The Roundup #74

Temples, submarines, porpoises, oh my! An eclectic selection of archaeological news from this week. Enjoy!

From Archaeology.org:

The discovery of the oldest copper masks from the Andes ever unearthed challenges the understanding of the development of metallurgy in South America.

Archaeologists have returned to the Minoan palace at Zominthos and have already identified some new and interesting items.

It was one of the most destructive wars in human history, and the proof of which is in the ongoing discoveries of artefacts from World War II. This time, it’s part of a window and dog tags from Norfolk that were likely part of a B-17 American bomber squadron.

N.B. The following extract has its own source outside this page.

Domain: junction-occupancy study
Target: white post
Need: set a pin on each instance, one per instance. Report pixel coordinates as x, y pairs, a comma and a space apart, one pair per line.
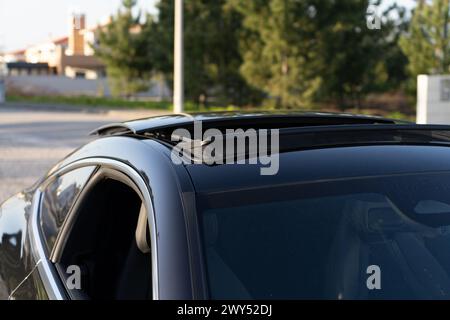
178, 85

1,600 year old early Christian frescoes have been laser-cleaned at the catacombs in Domitilla, Rome.

The wreckage of a World War I submarine has been discovered in the North Sea off the coast of Belgium.

The Greek temple of Artemis at Euboea has been identified, approximately six miles from where it was originally thought to have been.

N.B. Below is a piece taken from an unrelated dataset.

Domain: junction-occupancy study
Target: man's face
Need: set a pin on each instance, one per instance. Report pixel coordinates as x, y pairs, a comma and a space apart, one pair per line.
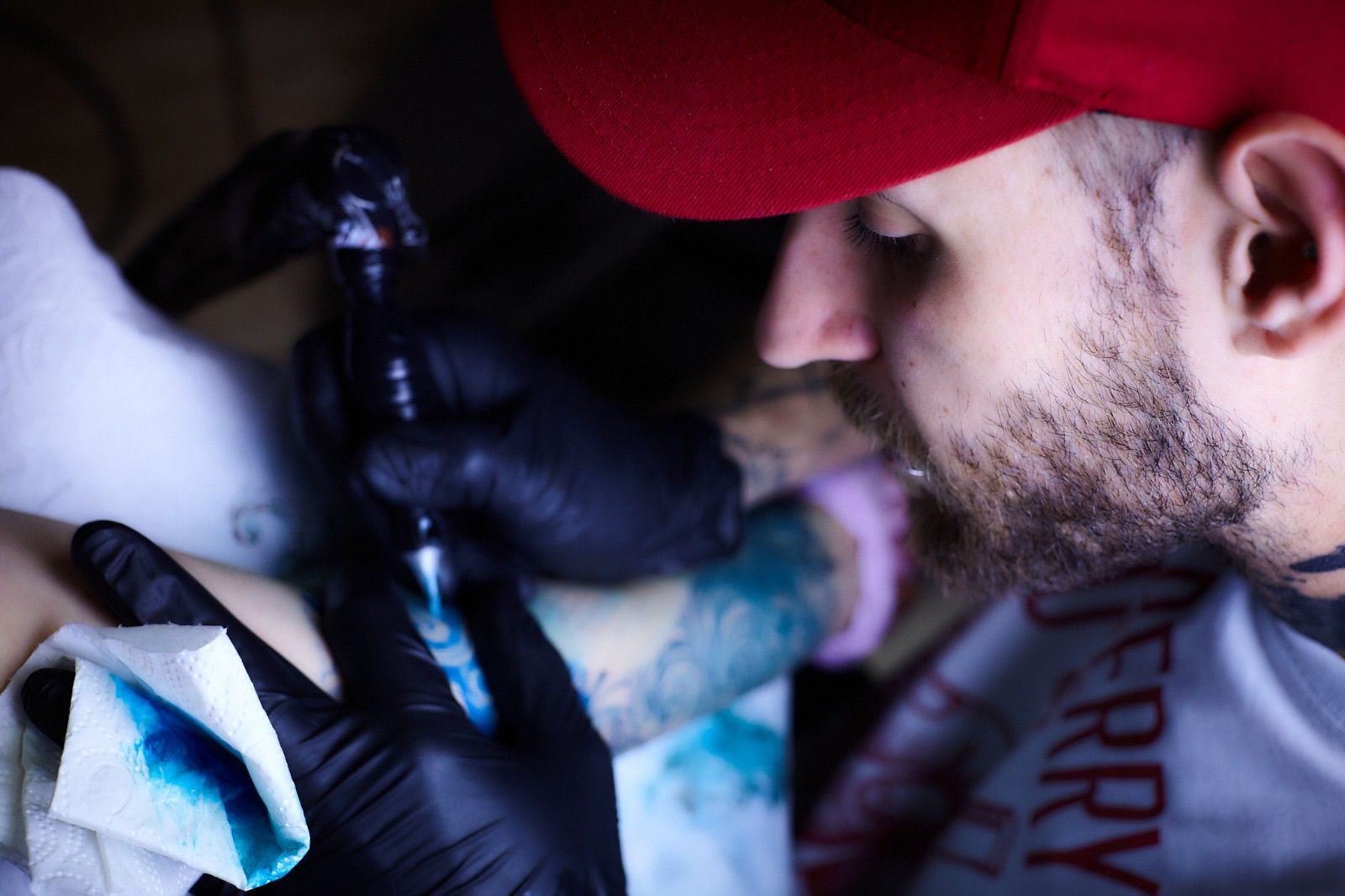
1022, 351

A myoji from the medieval period in Korea has been returned by the widow of a Japanese collector.

Work on the skeleton of a Neanderthal boy shows that the child’s skull was still growing at the time of his death, suggesting that development was more dynamic than originally thought. The Guardian reports on this as well here.

(Also) From the Guardian:

Archaeologists are enjoying scratching their heads over the recent discovery of a porpoise burial on one of the Channel Islands dating to the 14th century.

From the Toronto Star:

The City of Toronto is back to the drawing board, trying to determine the best course of action for preserving and displaying a drain from 1831 found while excavating near St. Lawrence Market.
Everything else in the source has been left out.